De quoi pousser à en faire beaucoup et peut être trop.
Mais il y a un autre problème, c’est le mot couvre- feu lui-même. En France, cela ramène à l’occupation allemande ou aux pires épisodes de la guerre d’Algérie. Le couvre feu est une mesure sécuritaire extrême dirigé contre des populations hostiles. Dans certains pays, ça passe sans problème, mais en France pas facilement. On a même envisagé d’employer, pour ne pas remuer les brulures de l’histoire, le terme de confinement nocturne. Devant le ridicule de l’expression, on a renoncé. Le débat sur une prétendue dictature sanitaire monte en force.

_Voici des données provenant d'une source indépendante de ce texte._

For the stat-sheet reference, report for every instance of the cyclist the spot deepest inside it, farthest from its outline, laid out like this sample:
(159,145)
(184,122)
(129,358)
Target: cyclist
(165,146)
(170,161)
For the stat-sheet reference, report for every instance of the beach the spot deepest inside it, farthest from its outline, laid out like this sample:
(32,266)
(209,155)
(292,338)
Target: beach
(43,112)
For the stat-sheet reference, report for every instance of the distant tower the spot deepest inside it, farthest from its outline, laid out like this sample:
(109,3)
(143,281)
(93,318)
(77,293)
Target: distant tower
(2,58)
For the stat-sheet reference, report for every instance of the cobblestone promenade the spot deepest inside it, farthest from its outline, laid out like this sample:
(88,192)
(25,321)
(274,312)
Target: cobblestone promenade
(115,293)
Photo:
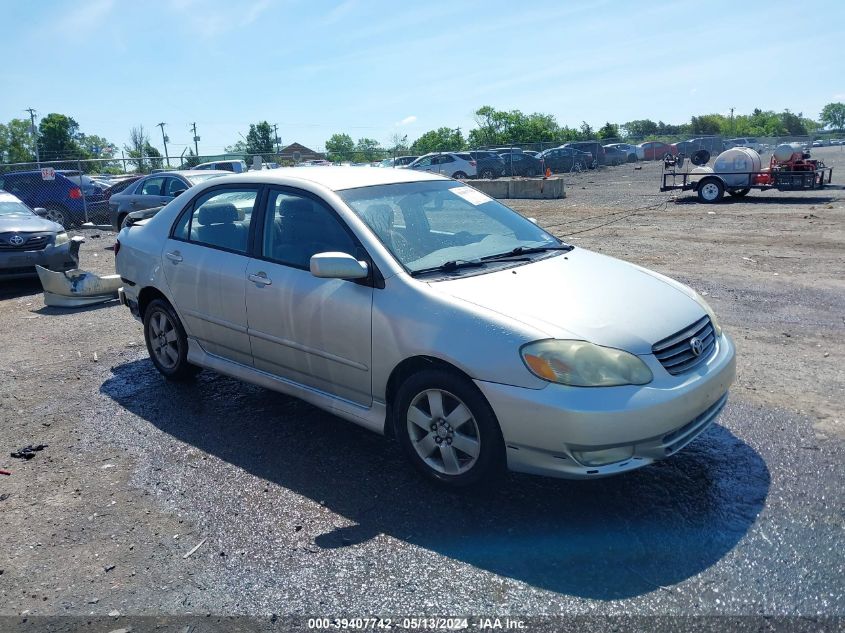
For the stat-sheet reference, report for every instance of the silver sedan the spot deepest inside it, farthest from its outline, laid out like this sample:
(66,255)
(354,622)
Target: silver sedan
(418,307)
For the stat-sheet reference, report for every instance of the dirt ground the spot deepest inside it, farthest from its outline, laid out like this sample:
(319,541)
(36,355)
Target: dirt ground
(295,511)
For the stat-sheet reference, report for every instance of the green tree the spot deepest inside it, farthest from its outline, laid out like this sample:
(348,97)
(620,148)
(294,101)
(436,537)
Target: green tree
(16,142)
(640,129)
(444,139)
(609,130)
(57,136)
(709,124)
(367,150)
(833,116)
(144,155)
(795,124)
(340,147)
(259,140)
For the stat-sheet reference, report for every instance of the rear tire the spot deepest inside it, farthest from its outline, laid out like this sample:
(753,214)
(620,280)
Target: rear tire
(710,190)
(448,430)
(167,342)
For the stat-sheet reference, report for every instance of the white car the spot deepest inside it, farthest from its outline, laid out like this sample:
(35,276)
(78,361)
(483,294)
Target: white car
(449,164)
(421,308)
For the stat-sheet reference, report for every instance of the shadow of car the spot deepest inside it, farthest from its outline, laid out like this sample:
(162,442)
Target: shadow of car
(607,538)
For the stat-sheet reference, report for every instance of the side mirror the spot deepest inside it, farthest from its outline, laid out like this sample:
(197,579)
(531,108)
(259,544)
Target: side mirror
(337,266)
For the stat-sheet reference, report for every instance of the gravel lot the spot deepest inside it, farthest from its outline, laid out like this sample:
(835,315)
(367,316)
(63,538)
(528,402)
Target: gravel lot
(299,512)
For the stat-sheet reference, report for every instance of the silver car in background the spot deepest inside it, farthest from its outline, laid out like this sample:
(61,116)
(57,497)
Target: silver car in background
(27,240)
(418,307)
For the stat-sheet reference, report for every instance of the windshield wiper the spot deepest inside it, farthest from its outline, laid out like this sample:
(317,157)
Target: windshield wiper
(452,264)
(527,250)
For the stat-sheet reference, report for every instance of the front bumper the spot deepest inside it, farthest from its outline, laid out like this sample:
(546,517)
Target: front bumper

Les Français veulent vivre, aller au restaurant, au cinéma et au théâtre, le couvre feu à 21 heures c’est la mort de la vie festive. Certes ce sont les rassemblements privés, les fêtes incontrôlées qui sont visées, mais tout le monde paye pour l’attitude irresponsable de certains. La ministre de la Culture, Roselyne Bachelot, a plaidé , dans un entretien au Parisien, pour un assouplissement du couvre-feu au-delà de 21 heures en faveur des cinémas et salles de spectacles, le billet servant alors de justificatif aux spectateurs. «Je suis en contact direct avec les différents acteurs de la culture, du théâtre, du cinéma et de la musique. Il y a un appel très fort venant de leur part pour un assouplissement», déclare la ministre, qui se présente comme «la médiatrice entre le monde de la culture et le gouvernement». Les salles de cinéma et de spectacle voudraient ainsi «considérer que 21 heures, ce n’est pas l’heure à laquelle on doit être chez soi mais, pour ceux qui ont un ticket pour une pièce ou un film, l’heure du départ de la salle», explique-t-elle.
«Cela me paraît plaidable», selon Roselyne Bachelot. «Les gens mettent 30 minutes ou même une heure pour rentrer, le temps qu’il faut, c’est leur billet qui servirait de justificatif», suggère la ministre, assurant que le gouvernement va «examiner cette demande, sous réserve bien sûr de l’évolution de la situation sanitaire».
Jusqu’à quand ces mesures seront-elles acceptées sous la peur de la maladie. Dans certains pays, il y a des révoltes et des manifestations souvent manipulées politiquement. En France ça tient, mais ça commence à craquer. Le pouvoir approuvé dans son action, mais désavoué en tant que tel est dans un paradoxe intenable.